As per question, \(\frac{135 x+108000}{100}-\frac{5 x}{4}=1240\)

⇒ \( \frac{135 x+108000-125 x}{100}=1240\)

⇒ 10 x+108000=124000

⇒ 10 x = 124000-108000

⇒ 10x = 16000

⇒ x = 1600.

∴ B had debted Rs. 1600 and C had debted x (1600 + 800) = ₹ 2400.

**Example 19. A person took a loan of X 40000 at the rate of 10% simple interest per annum to construct a house. After 2 years he gave return ₹20000 to the bank. After more 2 years what amount should he return to the bank so as to repay his loan completely?
**

Solution:

**Given:**

A person took a loan of X 40000 at the rate of 10% simple interest per annum to construct a house.
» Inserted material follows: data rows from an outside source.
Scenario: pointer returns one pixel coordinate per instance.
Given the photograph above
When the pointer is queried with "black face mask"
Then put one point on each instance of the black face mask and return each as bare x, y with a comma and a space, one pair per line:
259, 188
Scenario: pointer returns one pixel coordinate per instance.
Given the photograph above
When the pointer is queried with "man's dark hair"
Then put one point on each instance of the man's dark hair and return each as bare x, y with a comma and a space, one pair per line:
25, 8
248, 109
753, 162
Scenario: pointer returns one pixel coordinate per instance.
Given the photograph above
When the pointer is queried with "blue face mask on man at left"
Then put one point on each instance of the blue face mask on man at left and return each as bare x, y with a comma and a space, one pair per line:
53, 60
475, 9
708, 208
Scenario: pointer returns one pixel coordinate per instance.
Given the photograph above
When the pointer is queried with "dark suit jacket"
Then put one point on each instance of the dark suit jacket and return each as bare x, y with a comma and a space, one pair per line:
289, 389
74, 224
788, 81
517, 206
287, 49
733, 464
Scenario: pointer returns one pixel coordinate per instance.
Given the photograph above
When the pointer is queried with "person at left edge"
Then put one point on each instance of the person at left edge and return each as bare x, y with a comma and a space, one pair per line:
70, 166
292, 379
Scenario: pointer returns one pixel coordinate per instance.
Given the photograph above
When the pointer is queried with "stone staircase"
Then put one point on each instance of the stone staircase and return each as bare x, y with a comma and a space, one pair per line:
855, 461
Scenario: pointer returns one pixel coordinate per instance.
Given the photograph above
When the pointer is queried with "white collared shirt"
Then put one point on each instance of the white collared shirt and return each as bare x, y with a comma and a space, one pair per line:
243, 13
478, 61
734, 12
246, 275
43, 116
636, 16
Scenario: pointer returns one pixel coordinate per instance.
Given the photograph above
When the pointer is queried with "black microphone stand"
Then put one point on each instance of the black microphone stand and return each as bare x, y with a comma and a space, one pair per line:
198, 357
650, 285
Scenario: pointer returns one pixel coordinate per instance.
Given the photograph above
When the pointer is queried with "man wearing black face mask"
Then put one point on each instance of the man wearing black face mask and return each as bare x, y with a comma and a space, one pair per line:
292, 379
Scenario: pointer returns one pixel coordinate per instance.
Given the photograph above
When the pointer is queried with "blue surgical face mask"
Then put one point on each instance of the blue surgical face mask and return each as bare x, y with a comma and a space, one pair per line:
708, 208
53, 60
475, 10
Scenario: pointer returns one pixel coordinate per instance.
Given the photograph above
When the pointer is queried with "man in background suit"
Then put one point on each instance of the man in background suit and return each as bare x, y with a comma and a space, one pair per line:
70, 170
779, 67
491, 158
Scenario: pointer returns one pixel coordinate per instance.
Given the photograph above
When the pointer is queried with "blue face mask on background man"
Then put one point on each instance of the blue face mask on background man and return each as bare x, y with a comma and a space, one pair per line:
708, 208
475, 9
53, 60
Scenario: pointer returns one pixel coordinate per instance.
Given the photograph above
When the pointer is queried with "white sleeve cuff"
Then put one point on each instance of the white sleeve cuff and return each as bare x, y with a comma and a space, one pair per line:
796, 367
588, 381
After 2 years he gave return ₹20000 to the bank.

At the rate of 10% per annum,

The simple interest of ₹ 40000 in 2 yeras = ₹ \(\frac{40000 \times 10 \times 2}{100}=₹ 8000\)

When the person gave ₹ 20000 to the bank, it will cut ₹ 8000 from ₹ 20000 as interest, and the rest of the money,

i.e. ₹(20000 – 8000) =₹ 12000 will be subtracted from the principal ₹ 40000.

Thus, for the next 2 years, the person will have to pay interest on the principal ₹(40000 – 12000) = ₹ 28000.

Now, the simple interest of ₹ 28000 in 2 years at the rate of 10% per annum = \(₹ \frac{28000 \times 10 \times 2}{100}\) = ₹ 5600.

∴ The total amount = ₹ (28000 + 5600) =₹ 33600.

Hence, the person have to pay ₹ 33600 to the bank after more 2 years so as to repay his loan completely.